La BCEAO "n’aura à l’avenir plus d’obligation particulière concernant le placement de ses réserves de change". Elle sera libre de placer ses avoirs dans les actifs de son choix”, pour citer la présidence française.
Troisième changement annoncé. Paris va abandonner son siège au sein des instances de gouvernance de l’Union monétaire ouest africaine (UMOA) où elle prenait ses quartiers.
"La France ne nommera plus aucun représentant au Conseil d'administration et au Comité de politique monétaire de la BCEAO, ni à la Commission bancaire de l’UMOA", avait assuré l'Elysée en affirmant qu'il s’agit, de la sorte, de "désamorcer les critiques" selon lesquelles la France continuait de dicter ses décisions dans ces instances via ses représentants.

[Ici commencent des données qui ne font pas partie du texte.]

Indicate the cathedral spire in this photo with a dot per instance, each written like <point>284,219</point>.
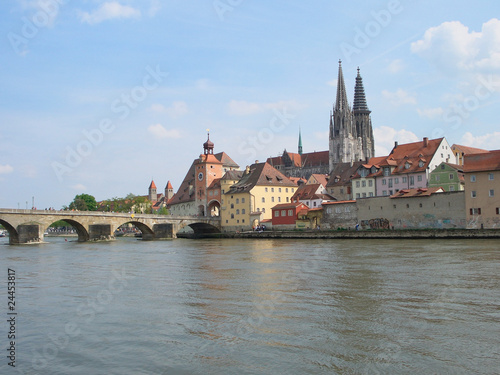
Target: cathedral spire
<point>359,104</point>
<point>300,142</point>
<point>341,103</point>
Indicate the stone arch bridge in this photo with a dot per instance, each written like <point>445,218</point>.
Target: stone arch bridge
<point>26,226</point>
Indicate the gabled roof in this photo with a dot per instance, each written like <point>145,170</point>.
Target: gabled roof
<point>262,174</point>
<point>182,195</point>
<point>320,178</point>
<point>466,150</point>
<point>310,159</point>
<point>488,161</point>
<point>410,157</point>
<point>343,173</point>
<point>226,160</point>
<point>289,205</point>
<point>412,193</point>
<point>232,175</point>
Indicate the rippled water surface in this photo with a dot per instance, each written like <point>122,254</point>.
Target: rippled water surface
<point>254,307</point>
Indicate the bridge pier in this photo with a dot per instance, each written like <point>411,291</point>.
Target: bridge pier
<point>28,233</point>
<point>163,231</point>
<point>98,232</point>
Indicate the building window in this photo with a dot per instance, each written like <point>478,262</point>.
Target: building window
<point>475,211</point>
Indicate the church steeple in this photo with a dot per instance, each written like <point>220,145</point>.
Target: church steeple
<point>341,103</point>
<point>300,142</point>
<point>208,146</point>
<point>359,96</point>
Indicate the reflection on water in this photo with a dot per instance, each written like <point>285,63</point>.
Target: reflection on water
<point>257,307</point>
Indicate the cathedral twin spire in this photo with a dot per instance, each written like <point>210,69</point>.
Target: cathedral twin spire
<point>351,134</point>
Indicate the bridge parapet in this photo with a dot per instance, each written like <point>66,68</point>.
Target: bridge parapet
<point>29,225</point>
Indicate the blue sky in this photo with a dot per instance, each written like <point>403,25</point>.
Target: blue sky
<point>99,97</point>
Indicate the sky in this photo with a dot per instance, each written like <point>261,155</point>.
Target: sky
<point>100,97</point>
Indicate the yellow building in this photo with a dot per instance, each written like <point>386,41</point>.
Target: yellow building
<point>250,200</point>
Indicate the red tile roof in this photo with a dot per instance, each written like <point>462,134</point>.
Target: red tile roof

Néanmoins, des interrogations, pas totalement au goût de certains économistes africains, persistent, notamment le maintien de la parité fixe avec l’euro. Idem pour le rôle de garant financier de la France pour les huit pays de l'UEMOA qui, pour le moins, demeure controversé.
Au-delà de l'UEMOA, la réforme du Fcfa avait été saluée par la directrice générale du Fonds monétaire international (FMI), Kristalina Georgieva, qui a loué une étape "essentielle" dans la modernisation d’accords de longue date entre l'UEMOA et la France.
"Le FMI se tient prêt à coopérer avec les autorités régionales en fonction des besoins ainsi qu’à appuyer la mise en œuvre de cette importante initiative", avait assuré la cheffe de l’institution financière internationale.
Entre-temps, d’ici la mise sur le marché des coupures de l’Eco, nombre de questions demeurent en suspens, principalement en lien avec le calendrier de lancement de la nouvelle monnaie et la corrélation entre la réforme du Fcfa et la future monnaie unique de la CEDEAO, groupement comptant des pays anglophones non-membres de la zone Fcfa.